Se você tem algum bicho de estimação em casa, já deve ter passado por uma situação semelhante. Ao ouvir o som do recipiente com sua comida, o animal prontamente se apresenta.

Em um famoso experimento no início do século XX, o russo Ivan Pavlov explorou isso a fundo. Ele tocava um pequeno sino sempre que ia alimentar um grupo de caẽs e, depois de um tempo, percebeu que os animais começavam a salivar só de ouvir o barulho da sineta. 

De tanto serem submetidos ao estímulo sonoro antes de comer, os cães de Pavlov identificaram uma correlação entre os dois eventos. Toda vez que o sino tocava, a comida era fornecida, então, definitivamente, uma coisa parecia estar fortemente relacionada a outra. E, no experimento, de fato estava.

Mas isso não quer dizer que uma coisa cause a outra. Obviamente, tocar o sino não causa o aparecimento de um prato de comida. 

Sim, estamos no quinto parágrafo do texto e já é chegada a hora de repetirmos um dos adágios mais famosos da estatísticas e ciência de dados. Você provavelmente já estava esperando por ele. Se não, ainda deve ouví-lo muitas vezes em seus estudos: correlação não é causalidade

Ou seja, o fato do barulho do sino estar relacionado ao aparecimento da comida não quer dizer que o primeiro cause o segundo. 

Então, tudo bem, correlação não é causalidade. Mas o que é, afinal? 

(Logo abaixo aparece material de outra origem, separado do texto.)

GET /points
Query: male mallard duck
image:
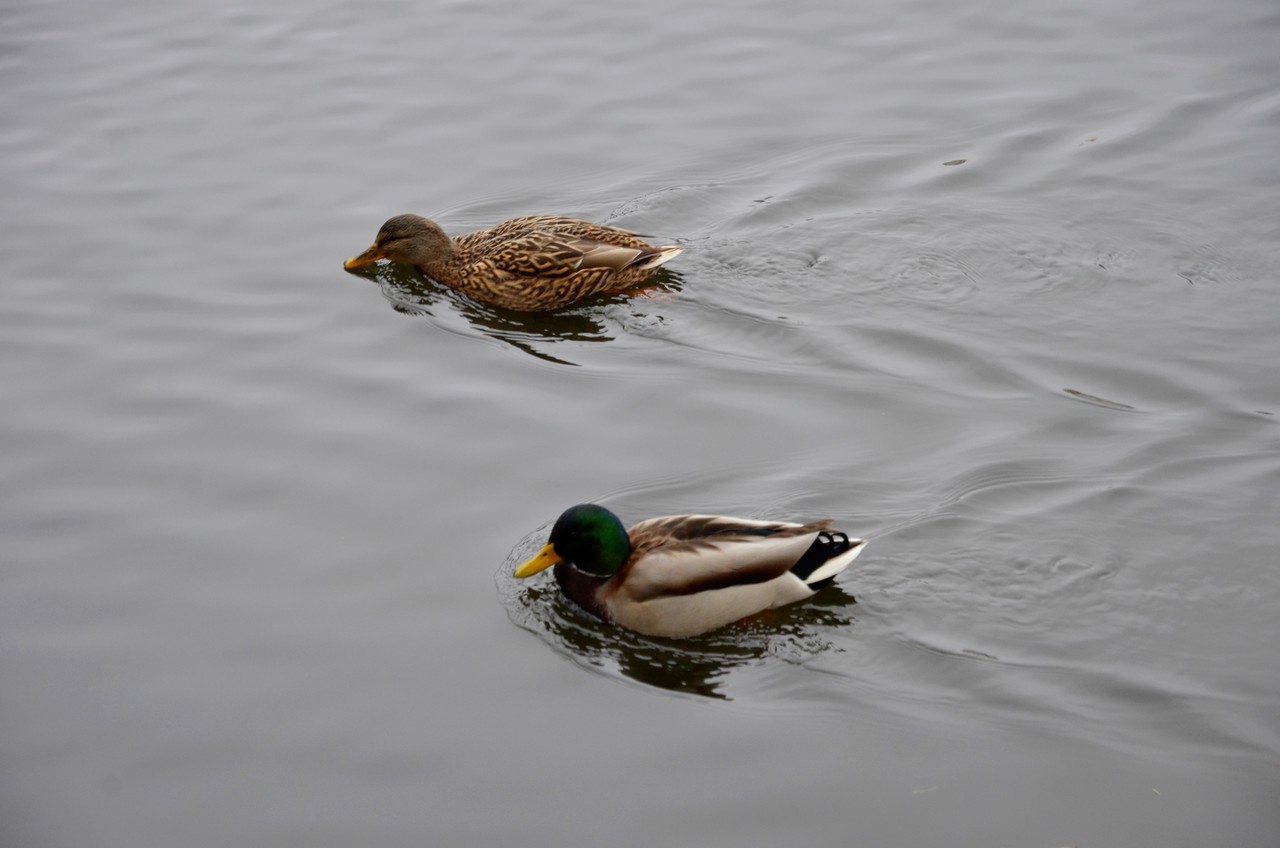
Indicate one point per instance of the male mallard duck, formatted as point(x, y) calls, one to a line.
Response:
point(686, 574)
point(528, 264)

Neste tutorial, vamos nos debruçar sobre estes dois conceitos, assuntos tão onipresentes quanto propensos a confusões. O tema foi o mais votado na última enquete realizada em nosso programa de membresia.

O que é correlação?

No tutorial ‘Análise com estatística descritiva para leigos’, apresentamos algumas das formas mais básicas de análise de dados, tratando das medidas de tendência central (média, mediana e moda) e medidas de dispersão (desvio padrão e variação interquartil). Em comum a todas elas, está o fato de lidarem apenas com uma variável. 

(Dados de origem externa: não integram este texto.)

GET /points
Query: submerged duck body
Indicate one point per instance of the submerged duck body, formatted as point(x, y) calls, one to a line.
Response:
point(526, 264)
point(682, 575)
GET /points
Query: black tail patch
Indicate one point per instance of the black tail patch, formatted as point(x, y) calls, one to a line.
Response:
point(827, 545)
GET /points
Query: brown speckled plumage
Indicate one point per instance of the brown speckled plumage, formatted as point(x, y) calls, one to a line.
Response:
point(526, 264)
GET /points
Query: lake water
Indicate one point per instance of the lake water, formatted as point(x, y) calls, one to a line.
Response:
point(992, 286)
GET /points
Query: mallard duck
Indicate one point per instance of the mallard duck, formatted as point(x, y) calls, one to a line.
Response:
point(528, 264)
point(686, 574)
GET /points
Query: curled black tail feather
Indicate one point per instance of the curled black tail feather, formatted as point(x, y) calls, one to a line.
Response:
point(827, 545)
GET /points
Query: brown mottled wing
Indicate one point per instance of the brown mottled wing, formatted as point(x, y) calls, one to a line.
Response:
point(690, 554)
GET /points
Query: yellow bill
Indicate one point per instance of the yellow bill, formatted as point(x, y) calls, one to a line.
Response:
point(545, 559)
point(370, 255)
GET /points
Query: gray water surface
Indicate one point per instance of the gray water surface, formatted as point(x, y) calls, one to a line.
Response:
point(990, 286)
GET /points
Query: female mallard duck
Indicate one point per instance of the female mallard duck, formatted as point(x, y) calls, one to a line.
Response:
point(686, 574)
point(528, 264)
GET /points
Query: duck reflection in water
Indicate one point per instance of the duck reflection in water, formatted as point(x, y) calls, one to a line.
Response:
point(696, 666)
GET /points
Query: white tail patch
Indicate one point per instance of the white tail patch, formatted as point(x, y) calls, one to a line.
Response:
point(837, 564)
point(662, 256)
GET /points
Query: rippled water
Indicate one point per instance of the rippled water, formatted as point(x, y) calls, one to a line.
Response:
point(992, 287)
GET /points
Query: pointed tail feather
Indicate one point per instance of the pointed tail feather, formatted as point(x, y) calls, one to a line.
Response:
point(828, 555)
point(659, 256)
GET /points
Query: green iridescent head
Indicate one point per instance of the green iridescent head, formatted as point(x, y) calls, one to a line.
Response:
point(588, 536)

Mas aqui será diferente. Nós vamos tratar da relação entre duas variáveis.

Vamos começar com um exemplo simples. Imagine que você vai colocar seu imóvel à venda e faz um levantamento do valor das casas na sua rua para definir o valor. 

Então, você toma nota do preço e da área de cada uma.

casa metros_quadrados preco
A 40 224,00
B 60 336,00
C 100 560,00
D 250 1.400,00

 

Agora, vamos ver estes números em um gráfico de dispersão (scatterplot). Esta é uma forma muito comum de representar visualmente duas variáveis, quando tratamos do estudo de correlações. 

No gráfico, cada uma das variáveis (no caso, metros quadrados VS preços em milhares) será representada por um eixo (horizontal e vertical, respectivamente). Cada um dos registros será um ponto e sua posição em relação aos eixos será determinada pelos valores de cada variável.

Variável dependente e independente

As variáveis podem ter 3 tipos de interações entre si. A correlação entre elas pode ser: positiva, negativa ou neutra.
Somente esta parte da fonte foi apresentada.